Originally Posted by LA Guy
Good, practical style. I've never understood why it has two spellings though: Kenpo and Kempo. The school I went to spelled it Kenpo.
Because in Japanese, when you have an "n" before a bilabial consanent, it is pronounced "m" like "tenpura" sounds like "tempura." Since the Japanese language doesn't use roman characters, there is really no saying whether or not it's officially an "n" or an "m" as the sound of that particular symbol depends on if it is attached to a bilabial sound (np, nb) another vowel (na, nu, no, ni, ne), or at the end of a word (pan [bread], which sounds like "pang," or yarujan, which sounds like "yarujang"). However, the symbol is most commonly referred to as the "n" symbol, so, from a most technical standpoint and not from a directly phonetic standpoint, Kenpo is more correct, as is Tenpura, etc.

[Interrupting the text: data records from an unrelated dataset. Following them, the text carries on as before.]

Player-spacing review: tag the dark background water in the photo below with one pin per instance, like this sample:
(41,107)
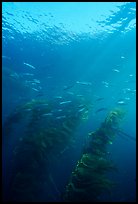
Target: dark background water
(69,42)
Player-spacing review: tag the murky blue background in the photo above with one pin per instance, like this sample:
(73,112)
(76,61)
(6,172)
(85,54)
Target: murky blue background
(69,42)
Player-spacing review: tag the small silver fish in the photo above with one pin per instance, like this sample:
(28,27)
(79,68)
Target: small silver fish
(60,117)
(115,70)
(64,102)
(35,89)
(83,83)
(121,102)
(47,114)
(29,65)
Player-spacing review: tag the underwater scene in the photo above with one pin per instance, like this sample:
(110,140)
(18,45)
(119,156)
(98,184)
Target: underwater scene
(69,101)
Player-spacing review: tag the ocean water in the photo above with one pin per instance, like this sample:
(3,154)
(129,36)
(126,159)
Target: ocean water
(65,64)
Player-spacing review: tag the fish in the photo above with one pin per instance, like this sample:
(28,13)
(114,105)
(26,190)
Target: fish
(121,102)
(64,102)
(71,93)
(84,83)
(59,110)
(60,117)
(79,95)
(81,109)
(5,57)
(40,94)
(29,65)
(99,99)
(128,90)
(68,87)
(127,98)
(28,109)
(14,75)
(115,70)
(36,81)
(28,74)
(100,109)
(58,96)
(35,89)
(47,114)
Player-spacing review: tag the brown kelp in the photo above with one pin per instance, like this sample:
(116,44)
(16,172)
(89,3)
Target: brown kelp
(89,178)
(42,132)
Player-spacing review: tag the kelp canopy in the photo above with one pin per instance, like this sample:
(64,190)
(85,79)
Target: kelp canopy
(89,178)
(41,128)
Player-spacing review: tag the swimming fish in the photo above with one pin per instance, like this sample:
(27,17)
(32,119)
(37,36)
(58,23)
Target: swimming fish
(99,99)
(35,89)
(68,87)
(115,70)
(100,109)
(83,83)
(5,57)
(29,65)
(60,117)
(64,102)
(47,114)
(81,109)
(121,102)
(28,74)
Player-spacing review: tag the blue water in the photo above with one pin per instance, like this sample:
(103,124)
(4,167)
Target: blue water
(64,45)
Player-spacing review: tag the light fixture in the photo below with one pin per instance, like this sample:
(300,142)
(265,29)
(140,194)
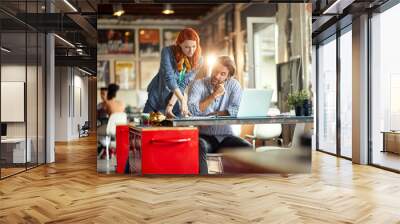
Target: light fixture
(5,50)
(70,5)
(118,10)
(84,71)
(168,9)
(65,41)
(337,7)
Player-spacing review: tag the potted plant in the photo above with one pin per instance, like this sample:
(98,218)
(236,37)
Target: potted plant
(300,102)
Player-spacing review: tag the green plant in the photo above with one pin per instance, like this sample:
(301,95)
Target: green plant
(297,98)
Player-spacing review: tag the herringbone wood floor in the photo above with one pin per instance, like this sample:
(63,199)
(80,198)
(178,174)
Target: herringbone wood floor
(70,191)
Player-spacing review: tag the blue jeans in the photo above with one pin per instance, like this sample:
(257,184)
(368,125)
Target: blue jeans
(210,144)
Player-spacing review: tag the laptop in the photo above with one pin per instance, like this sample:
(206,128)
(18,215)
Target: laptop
(255,103)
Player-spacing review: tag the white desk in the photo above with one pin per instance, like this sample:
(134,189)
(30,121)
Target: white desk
(18,149)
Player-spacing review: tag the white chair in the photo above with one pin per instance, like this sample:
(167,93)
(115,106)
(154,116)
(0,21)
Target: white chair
(109,140)
(266,132)
(299,130)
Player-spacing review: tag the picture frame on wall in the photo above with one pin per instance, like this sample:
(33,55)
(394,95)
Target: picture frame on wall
(149,42)
(116,41)
(148,69)
(169,36)
(125,74)
(103,73)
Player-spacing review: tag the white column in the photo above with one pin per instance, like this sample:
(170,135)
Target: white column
(50,98)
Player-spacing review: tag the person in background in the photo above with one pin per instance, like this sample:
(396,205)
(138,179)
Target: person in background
(216,95)
(102,114)
(112,104)
(178,67)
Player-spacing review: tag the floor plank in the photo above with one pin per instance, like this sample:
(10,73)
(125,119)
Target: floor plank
(71,191)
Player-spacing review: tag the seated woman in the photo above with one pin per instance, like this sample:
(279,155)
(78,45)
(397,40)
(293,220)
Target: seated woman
(178,67)
(112,104)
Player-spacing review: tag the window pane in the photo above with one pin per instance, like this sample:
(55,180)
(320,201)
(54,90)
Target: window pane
(327,97)
(385,89)
(346,94)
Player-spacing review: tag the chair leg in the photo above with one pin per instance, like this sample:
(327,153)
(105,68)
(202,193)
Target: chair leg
(108,141)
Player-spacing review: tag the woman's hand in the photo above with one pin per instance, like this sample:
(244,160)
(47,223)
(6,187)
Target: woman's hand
(184,108)
(168,111)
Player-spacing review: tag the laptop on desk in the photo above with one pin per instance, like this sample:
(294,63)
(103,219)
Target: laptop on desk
(255,103)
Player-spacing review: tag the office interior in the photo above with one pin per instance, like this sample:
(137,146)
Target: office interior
(353,83)
(256,36)
(45,82)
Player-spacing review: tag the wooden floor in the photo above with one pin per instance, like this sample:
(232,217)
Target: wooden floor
(70,191)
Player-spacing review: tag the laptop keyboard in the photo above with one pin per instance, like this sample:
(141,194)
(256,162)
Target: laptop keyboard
(203,117)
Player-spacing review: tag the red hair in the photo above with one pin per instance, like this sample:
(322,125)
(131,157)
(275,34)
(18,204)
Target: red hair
(187,34)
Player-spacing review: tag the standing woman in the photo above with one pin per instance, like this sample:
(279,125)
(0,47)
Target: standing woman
(178,67)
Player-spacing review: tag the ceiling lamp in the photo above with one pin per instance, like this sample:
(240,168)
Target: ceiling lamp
(118,10)
(70,5)
(5,49)
(168,9)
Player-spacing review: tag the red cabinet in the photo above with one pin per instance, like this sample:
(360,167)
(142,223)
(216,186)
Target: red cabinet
(165,150)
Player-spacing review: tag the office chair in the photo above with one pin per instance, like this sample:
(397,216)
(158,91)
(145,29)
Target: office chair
(296,140)
(108,141)
(266,132)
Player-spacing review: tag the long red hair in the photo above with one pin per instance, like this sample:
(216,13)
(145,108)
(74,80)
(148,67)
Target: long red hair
(187,34)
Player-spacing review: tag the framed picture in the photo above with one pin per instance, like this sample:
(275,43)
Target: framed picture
(149,42)
(169,36)
(116,41)
(148,69)
(103,73)
(125,74)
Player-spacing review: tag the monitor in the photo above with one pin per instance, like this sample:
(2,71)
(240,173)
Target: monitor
(255,102)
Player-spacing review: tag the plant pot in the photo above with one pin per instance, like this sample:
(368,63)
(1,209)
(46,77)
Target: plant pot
(299,110)
(307,108)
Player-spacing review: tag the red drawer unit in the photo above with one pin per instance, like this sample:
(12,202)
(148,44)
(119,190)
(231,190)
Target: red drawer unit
(165,150)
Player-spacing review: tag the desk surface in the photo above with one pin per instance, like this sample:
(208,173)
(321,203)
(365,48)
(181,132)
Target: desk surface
(280,119)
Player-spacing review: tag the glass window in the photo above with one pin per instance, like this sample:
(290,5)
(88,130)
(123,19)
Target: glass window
(385,84)
(327,96)
(346,94)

I think Chinese Kenpo is beautiful. Southern style Chinese martial arts, in general, are way underrated as being effective, beautiful and powerful. I learned a Longfist form, and then a Southern Fist form... I much preferred the wild and more powerful style of southern.
Japanese Kenpo, I think is practical mostly because it doesn't have such a traditional basis as Shotokan Karate, so it involves a lot of practical streetfighting techniques.
IMO, one should learn Chinese martial arts before anything. They require the most flexibility, endurance and the training is the most intense - at least in my experience (yes, more intense than Muay Thai, just less getting hit). Also, it's good for kids because they can extend their flexibility at an early age and there is generally no fighting involved so there's no risk of injury.